A module name is both an identity and a namespace prefix. A QualifiedName pairs an optional module name with a mandatory local name, which is how a definition within a module is referred to from elsewhere.

Module dependencies

A ModuleDependency names a depended-on module and, optionally, the package that provides it. When the package is omitted, the resolver searches all packages in scope. A module name that is ambiguous across packages is a resolution error, which can be disambiguated by naming the intended package explicitly.

Packages

A Package is a named collection of modules — the unit of distribution and versioning. It has a name (a PackageName, e.g. hydra-kernel), optional metadata, a list of package-level dependencies, and its modules.

Package dependencies and versions

A PackageDependency names another package and constrains it with a VersionSpecifier.

A Version is a version string such as "0.15" or "1.0.0".

The version specifier is intentionally minimal today: the only variant is any (any version satisfies the dependency). Further variants such as exact, caret, and range can be added later without breaking consumers of the any form — an instance of the forward-compatibility principle that runs throughout the packaging model.

Entity metadata

Any packaging entity — a package, a module, or a definition — may carry an optional EntityMetadata record. It bundles four independently optional kinds of information:

  • description — an optional, concise one-line human-readable summary of the entity.
  • comments — zero or more long-form prose notes: cross-cutting semantic conventions, caveats, and references that would otherwise be repeated across the entity's constituents. For example, a comment on the hydra.lib.chars module can state once that all of its primitives interpret their argument as a Unicode code point, rather than repeating that on every predicate.
  • seeAlso — typed cross-references to related entities, for navigation and documentation.
  • lifecycle — optional version-lifecycle milestones (see below).

Lifecycle and versioning

A LifecycleInfo records version milestones for an entity. Each milestone is independently optional:

  • availableSince — the Version in which the entity was introduced.
  • deprecatedSince — the Version in which the entity was deprecated, if applicable.

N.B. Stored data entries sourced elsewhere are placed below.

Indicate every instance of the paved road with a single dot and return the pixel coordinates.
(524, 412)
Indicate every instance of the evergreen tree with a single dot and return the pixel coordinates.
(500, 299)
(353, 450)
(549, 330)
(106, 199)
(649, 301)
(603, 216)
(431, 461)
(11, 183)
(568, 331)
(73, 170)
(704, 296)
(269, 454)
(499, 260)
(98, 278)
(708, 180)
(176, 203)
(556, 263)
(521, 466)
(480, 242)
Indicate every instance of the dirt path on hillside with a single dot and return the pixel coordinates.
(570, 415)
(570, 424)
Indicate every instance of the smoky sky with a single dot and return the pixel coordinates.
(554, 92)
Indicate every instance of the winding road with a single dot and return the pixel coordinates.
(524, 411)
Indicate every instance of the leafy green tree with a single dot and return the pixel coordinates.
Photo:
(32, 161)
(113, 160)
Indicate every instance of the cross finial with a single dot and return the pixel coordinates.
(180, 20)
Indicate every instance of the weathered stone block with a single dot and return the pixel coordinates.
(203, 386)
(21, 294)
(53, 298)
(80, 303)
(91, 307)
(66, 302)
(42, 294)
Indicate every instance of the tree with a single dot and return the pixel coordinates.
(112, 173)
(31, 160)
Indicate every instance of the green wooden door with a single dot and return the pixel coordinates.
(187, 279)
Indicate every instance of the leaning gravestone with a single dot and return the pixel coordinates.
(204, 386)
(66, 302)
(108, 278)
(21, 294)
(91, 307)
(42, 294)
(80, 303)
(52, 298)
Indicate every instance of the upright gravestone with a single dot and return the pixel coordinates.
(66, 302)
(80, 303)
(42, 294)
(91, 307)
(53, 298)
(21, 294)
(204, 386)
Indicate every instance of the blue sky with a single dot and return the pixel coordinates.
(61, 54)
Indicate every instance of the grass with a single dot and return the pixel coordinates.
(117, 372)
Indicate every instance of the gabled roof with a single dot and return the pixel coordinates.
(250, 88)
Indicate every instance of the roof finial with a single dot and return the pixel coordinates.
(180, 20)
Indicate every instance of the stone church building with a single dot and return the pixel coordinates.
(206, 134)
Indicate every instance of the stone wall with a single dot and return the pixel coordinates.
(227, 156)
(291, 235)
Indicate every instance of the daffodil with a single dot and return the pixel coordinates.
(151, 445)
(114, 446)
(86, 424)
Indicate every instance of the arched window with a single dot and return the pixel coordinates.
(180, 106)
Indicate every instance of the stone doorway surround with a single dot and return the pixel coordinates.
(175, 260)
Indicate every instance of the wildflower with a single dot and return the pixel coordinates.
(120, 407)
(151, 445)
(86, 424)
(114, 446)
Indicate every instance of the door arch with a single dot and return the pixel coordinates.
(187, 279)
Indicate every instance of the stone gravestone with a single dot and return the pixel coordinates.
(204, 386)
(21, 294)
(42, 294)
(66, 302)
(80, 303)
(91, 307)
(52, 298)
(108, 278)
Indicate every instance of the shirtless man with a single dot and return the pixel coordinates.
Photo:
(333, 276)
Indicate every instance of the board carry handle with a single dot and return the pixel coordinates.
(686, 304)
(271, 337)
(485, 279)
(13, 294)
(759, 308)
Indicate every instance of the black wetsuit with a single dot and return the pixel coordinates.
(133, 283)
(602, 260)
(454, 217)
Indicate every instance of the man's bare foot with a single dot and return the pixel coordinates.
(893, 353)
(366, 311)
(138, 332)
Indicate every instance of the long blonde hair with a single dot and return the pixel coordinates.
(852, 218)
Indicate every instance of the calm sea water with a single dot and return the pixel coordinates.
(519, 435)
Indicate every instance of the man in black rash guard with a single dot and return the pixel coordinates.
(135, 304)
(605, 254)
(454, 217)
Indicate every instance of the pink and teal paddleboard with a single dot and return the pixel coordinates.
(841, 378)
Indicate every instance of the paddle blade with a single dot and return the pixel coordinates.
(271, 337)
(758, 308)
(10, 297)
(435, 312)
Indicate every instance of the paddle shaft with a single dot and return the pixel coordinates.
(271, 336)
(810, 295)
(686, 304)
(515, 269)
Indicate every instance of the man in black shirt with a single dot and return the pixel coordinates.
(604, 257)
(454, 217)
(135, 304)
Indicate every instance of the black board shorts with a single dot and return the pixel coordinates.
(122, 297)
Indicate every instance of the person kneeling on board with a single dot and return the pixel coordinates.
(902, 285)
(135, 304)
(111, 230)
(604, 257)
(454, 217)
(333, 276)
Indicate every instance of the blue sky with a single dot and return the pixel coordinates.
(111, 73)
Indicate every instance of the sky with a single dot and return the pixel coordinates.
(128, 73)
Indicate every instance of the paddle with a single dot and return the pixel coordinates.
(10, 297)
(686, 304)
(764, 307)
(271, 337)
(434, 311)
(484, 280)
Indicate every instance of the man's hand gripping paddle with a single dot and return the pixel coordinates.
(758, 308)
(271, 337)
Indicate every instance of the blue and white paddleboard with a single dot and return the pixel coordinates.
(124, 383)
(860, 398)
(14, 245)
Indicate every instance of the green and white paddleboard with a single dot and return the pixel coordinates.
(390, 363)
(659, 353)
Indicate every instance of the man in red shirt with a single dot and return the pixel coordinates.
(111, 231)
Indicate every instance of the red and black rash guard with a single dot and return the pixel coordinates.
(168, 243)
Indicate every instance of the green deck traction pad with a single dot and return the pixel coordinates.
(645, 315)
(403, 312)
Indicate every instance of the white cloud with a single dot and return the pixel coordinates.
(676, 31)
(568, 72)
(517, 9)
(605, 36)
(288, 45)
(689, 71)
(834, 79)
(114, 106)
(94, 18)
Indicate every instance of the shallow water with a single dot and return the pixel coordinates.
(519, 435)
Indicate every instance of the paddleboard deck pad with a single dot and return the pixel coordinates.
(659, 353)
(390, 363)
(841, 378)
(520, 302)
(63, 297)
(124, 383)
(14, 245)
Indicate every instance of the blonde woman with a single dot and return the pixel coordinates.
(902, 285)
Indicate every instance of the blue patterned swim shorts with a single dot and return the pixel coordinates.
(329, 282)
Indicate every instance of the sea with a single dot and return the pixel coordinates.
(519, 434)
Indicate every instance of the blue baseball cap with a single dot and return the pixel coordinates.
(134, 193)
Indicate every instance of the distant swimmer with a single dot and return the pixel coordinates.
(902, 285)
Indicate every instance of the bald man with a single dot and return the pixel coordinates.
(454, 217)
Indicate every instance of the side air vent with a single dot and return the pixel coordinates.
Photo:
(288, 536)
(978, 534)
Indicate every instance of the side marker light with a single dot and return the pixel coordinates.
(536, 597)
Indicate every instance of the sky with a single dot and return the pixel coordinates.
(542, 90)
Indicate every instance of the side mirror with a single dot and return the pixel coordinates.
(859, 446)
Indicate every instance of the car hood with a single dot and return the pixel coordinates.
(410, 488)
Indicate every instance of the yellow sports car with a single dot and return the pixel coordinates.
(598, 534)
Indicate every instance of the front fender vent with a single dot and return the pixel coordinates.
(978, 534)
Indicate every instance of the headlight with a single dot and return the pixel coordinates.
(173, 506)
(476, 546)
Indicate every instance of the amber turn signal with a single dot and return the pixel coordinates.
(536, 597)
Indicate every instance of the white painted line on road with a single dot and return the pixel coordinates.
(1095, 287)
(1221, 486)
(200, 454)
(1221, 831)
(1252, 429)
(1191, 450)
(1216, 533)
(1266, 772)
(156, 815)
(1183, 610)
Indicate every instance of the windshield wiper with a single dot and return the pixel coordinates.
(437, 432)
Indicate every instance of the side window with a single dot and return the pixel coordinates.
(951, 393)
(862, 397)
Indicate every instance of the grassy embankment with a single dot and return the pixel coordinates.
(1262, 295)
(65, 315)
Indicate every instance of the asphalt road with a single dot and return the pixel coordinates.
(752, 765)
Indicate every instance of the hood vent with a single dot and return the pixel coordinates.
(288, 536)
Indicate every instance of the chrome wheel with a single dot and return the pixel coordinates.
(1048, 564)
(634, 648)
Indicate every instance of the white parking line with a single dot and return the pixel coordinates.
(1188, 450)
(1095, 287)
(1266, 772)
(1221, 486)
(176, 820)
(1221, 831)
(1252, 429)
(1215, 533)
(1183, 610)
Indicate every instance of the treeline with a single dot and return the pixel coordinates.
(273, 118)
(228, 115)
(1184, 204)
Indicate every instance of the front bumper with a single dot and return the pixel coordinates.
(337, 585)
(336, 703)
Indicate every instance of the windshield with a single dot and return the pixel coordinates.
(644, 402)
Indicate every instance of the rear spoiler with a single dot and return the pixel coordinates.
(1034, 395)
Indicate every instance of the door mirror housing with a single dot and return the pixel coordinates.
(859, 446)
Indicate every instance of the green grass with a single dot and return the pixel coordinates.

Further milestones (for example stableSince or removedSince) can be added later without changing the types that carry the lifecycle.

Cross-references

The seeAlso field holds a list of EntityReference values. An EntityReference is a typed pointer to a packaging entity: a package (by PackageName), a module (by ModuleName), or a definition.

A reference to a definition is a DefinitionReference, which names a type, a term, or a primitive by its Name. Because these references are typed rather than free-form strings, tools can resolve and validate them — for navigation, documentation, or impact analysis.

Why metadata is bundled

Earlier versions of the model attached documentation directly to each entity — for instance, a module carried a description field of its own. Adding any new kind of metadata then meant adding a parallel field to every entity type that should carry it, changing the shape of Module, Package, and each definition type in lockstep.

Bundling all such information behind a single optional metadata field of type EntityMetadata decouples what metadata exists from which entities carry it. New metadata — another comment category, a new lifecycle milestone, a new kind of cross-reference — is added inside EntityMetadata once, and every entity gains it without any change to its own field shape.

This is a backward-compatibility measure: it lets the packaging model grow without breaking the encoded shape of existing packages, modules, and definitions. The same principle motivates the open-ended VersionSpecifier and LifecycleInfo.